Swedish physicist (born 1931)

Hans Ryde (born 17 January 1931) is a Swedish physicist who is a member of the Royal Swedish Academy of Sciences. He was awarded his Doctor of Philosophy at Stockholm University in 1962. He was employed by the Research Institute of Atomic Physics in Frescati, Stockholm during the 60s and 70s, where he did his research in the field of nuclear structural physics in general and deformed nuclear nuclei in particular. By using a 225-cm cyclotron he discovered, together with his colleague Arne Johnson, that there was a backbending effect in fast rotating nuclei. In 1975, he replaced Sten von Friesen as a professor at the Department of Physics, Lund University. He became a member of the Royal Swedish Academy of Sciences in 1992 and the Finnish Society of Sciences and Letters in 1988.

In 1972, the Royal Swedish Academy of Sciences awarded Ryde the Edlund Prize "for work that led to the discovery of phase transitions in the atomic nucleus—the so-called nuclear Meissner effect", an early acknowledgement of the broader significance of the backbending phenomenon he had reported the previous year.

Beyond research, he played a prominent international service role: during 1990–1993 he served as secretary of the Nuclear Physics Board of the European Physical Society (EPS), coordinating conference series such as "Nuclear Structure at High Spin" and helping to draft the EPS long-range plan for medium-energy accelerators.
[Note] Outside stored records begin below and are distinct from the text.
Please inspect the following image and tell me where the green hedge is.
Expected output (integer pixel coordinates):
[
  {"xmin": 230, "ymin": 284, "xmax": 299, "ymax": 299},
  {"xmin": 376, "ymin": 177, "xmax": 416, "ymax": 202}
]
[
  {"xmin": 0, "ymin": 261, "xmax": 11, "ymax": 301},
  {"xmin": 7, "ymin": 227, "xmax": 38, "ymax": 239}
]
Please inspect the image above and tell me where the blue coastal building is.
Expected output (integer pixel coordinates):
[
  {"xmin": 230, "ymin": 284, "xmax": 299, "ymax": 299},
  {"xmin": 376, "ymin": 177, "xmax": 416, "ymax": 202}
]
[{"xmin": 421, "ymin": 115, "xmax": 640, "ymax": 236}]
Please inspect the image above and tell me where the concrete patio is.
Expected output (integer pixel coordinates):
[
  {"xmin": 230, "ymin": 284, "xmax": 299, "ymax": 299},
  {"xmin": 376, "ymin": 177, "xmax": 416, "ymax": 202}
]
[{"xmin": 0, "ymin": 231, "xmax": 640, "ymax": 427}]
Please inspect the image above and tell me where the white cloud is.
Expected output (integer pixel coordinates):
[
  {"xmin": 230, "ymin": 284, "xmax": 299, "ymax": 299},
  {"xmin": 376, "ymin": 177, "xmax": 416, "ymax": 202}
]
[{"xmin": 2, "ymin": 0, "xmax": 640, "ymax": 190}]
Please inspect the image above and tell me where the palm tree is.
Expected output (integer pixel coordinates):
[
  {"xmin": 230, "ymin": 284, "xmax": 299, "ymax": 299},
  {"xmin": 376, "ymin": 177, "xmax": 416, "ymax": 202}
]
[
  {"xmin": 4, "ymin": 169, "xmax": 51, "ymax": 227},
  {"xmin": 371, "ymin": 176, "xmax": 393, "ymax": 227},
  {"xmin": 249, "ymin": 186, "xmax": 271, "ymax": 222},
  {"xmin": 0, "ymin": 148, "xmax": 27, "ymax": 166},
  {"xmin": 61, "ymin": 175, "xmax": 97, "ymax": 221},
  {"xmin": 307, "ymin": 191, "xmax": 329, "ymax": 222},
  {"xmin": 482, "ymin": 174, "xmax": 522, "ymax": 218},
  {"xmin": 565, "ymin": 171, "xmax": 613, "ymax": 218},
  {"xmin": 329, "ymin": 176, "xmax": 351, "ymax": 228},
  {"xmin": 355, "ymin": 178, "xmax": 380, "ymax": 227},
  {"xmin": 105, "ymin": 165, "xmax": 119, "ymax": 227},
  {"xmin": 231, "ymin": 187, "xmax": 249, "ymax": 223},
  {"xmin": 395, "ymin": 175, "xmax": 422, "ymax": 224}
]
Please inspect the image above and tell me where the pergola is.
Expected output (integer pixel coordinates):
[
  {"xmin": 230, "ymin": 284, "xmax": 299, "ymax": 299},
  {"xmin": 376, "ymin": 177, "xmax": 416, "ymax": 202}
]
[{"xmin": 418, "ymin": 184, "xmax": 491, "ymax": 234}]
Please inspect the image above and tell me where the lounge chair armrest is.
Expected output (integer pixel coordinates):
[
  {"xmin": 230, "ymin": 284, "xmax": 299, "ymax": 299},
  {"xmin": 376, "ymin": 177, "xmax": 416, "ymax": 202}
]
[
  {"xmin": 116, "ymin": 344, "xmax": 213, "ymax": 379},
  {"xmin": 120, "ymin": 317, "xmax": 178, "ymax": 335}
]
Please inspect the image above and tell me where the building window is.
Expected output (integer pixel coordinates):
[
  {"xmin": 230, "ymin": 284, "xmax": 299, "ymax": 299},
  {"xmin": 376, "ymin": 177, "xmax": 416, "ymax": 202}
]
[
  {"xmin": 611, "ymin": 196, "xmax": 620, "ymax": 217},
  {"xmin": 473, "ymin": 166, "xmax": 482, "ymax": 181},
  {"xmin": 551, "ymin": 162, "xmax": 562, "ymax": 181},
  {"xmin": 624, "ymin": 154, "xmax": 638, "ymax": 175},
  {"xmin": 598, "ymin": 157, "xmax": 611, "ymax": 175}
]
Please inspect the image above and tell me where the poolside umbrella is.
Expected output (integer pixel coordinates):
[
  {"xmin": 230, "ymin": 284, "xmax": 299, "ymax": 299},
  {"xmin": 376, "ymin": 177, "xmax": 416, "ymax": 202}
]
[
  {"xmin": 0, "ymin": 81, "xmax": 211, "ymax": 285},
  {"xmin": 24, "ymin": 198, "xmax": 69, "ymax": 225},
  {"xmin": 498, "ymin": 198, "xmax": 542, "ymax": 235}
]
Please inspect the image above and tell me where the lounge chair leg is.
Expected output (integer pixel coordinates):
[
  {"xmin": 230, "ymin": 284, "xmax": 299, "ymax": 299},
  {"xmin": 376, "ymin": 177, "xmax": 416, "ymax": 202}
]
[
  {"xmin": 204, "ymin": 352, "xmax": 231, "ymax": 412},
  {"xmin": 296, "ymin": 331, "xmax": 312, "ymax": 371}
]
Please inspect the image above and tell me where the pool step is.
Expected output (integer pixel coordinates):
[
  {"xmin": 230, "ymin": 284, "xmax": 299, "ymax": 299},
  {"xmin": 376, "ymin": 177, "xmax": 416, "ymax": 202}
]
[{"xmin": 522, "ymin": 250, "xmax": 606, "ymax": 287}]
During the late-1970s Ryde founded the Gamma-Ray Spectroscopy Group at Lund, securing funds for TESSA I, a 32-crystal germanium detector that was the largest high-resolution γ-ray array in Europe at the time. Its finer energy and timing precision let his team track how fast-spinning nuclei shed angular momentum: in medium-mass nuclei (around mass number 80) they followed a rotational sequence right up to the point where the spin can no longer be sustained, a limit known as band termination. With the same apparatus they observed that some heavier nuclei (mass number of about 150) adopt highly elongated "rugby-ball" shapes—so-called super-deformed bands—when rotating very rapidly. The two sets of results, published between 1983 and 1987, are now standard textbook cases of extreme nuclear motion.

Over the course of his career he supervised fifteen doctoral students, served on the editorial board of Nuclear Physics A (1986–1994) and, after formal retirement, helped integrate high-spin experiments into the MAX-lab accelerator programme at Lund, acting as scientific adviser until 2005.